We now focus our attention to next Monday when the corrupt greed mongers that run Mexican footy will decide whether or not Hugo Sanchez will remain as the coach of the National Team. I have argued before that Hugo is to be axed, then they had better have a plan to install some with markedly better credentials than the run of the mill Mexican League coach they will invariably appoint, and then fire six months later. But before Hugowatch 08 continues, back to Craven Cottage.
Mexico started the game with 7 of its european contingent, and it almost paid off immediately. Antonio de Nigris fired off a Nery Castillo service that was paried by the Ghanan keeper 20 seconds into the match. A lot of the players were playing together for the first time, so it was understandable to see a lack of cohesion.
The feel good story of the night was the return of Aaron Galindo, who looked very solid on the back line. The Bundesliga regular consistently diffused the African attack. It is good to have you back, Aaron.
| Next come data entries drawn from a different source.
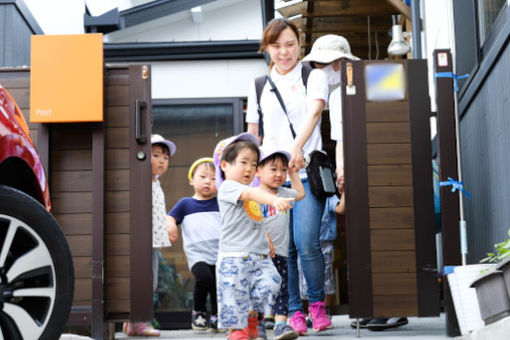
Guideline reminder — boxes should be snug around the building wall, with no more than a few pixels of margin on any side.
[151,59,267,99]
[460,35,510,263]
[0,3,40,67]
[105,0,263,42]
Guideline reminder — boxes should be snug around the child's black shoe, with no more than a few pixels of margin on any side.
[191,311,208,331]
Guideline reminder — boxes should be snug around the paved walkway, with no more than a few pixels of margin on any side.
[115,314,452,340]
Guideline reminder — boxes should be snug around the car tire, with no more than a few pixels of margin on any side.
[0,185,74,340]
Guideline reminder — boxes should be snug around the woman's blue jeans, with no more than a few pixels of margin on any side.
[287,178,325,315]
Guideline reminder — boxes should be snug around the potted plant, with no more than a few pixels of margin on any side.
[471,231,510,325]
[471,270,510,325]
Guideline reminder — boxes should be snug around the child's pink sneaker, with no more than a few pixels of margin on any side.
[308,301,331,332]
[243,312,259,339]
[289,310,308,335]
[127,322,160,336]
[227,329,250,340]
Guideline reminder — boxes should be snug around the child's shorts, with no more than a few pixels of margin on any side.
[298,241,336,300]
[216,253,282,329]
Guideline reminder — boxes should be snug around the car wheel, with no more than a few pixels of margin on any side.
[0,185,74,340]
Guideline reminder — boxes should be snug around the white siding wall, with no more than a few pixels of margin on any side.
[152,59,267,99]
[422,0,455,113]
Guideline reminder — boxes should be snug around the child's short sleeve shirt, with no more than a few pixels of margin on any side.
[260,187,297,257]
[152,180,172,248]
[218,180,269,255]
[168,197,221,270]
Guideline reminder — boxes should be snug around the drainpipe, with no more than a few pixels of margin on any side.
[411,0,421,59]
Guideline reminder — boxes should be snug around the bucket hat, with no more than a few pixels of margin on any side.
[151,134,177,157]
[303,34,359,64]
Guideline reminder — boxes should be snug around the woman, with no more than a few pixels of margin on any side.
[246,19,331,335]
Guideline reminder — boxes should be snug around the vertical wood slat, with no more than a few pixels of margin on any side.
[407,60,440,316]
[434,50,461,266]
[91,123,105,339]
[129,65,153,321]
[341,61,373,318]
Despiting controling the run of play, Ghana got on the scoreboard first when Michael Essien fired off a superb 30 yarder that negotiated two defenders, Oswaldo Sanchez at full stretch, and inside the far post. Essien proved over and over why he is one of the world's great midfielders. I am not a Chelsea fan per se, but the blues are very lucky to have him. A truly great player.
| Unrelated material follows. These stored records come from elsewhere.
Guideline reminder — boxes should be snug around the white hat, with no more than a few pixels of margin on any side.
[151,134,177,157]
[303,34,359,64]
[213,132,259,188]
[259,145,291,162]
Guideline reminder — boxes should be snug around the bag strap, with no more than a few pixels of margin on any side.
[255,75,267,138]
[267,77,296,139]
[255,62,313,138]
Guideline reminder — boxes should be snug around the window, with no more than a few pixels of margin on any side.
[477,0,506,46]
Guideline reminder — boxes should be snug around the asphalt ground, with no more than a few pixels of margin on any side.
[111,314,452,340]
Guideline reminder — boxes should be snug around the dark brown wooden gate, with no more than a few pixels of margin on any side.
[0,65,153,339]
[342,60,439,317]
Despite Essien's heroics, it was his back pass to keeper Dauda Fatau that led to Mexico's first goal. Carlos Salcido never gave up on the play, and he took advantage of a terrible play the goalie to hammer home the equalizer. Mexico took the lead thanks to the persistence of Andres Guardado, who pressured John Mensah into giving away the ball, which guardado then passed to Bofo Bautista. Bofo then was taken down in the box, and got the penalty. Pavel Pardo dealt with the formalites, and Mexico took the game.
So now it is back to Hugowatch. If there is one thing we learned from this game, is that you have to keep fighting and keep fighting. You cannot give up. Carlos Salcido didn't give up. Andres Guardado didn't give up. Their relentless pursuit netted Mexico a win. It is a lesson that the FEMEXFUT should take to heart.
How often does a team give up on a coach after a few losses? Where else in the world does it happen? What league has a higher coach turnover than Mexico? How many coaches rent instead of buy? Why is firing the coach always the answer. If FEMEXFUT wants to fire Hugo, they better have a solid contingency plan in place. The only way that can happen is if they snag a proven winner who has succeeded at the highest level on the international stage. A coach who would relish the opportunity to coach a good team that has some talent, but doesn't quite have enough of the chemistry to turn enough good moments into great moments.
If they just pick some schlub from the heap to replace another, why bother?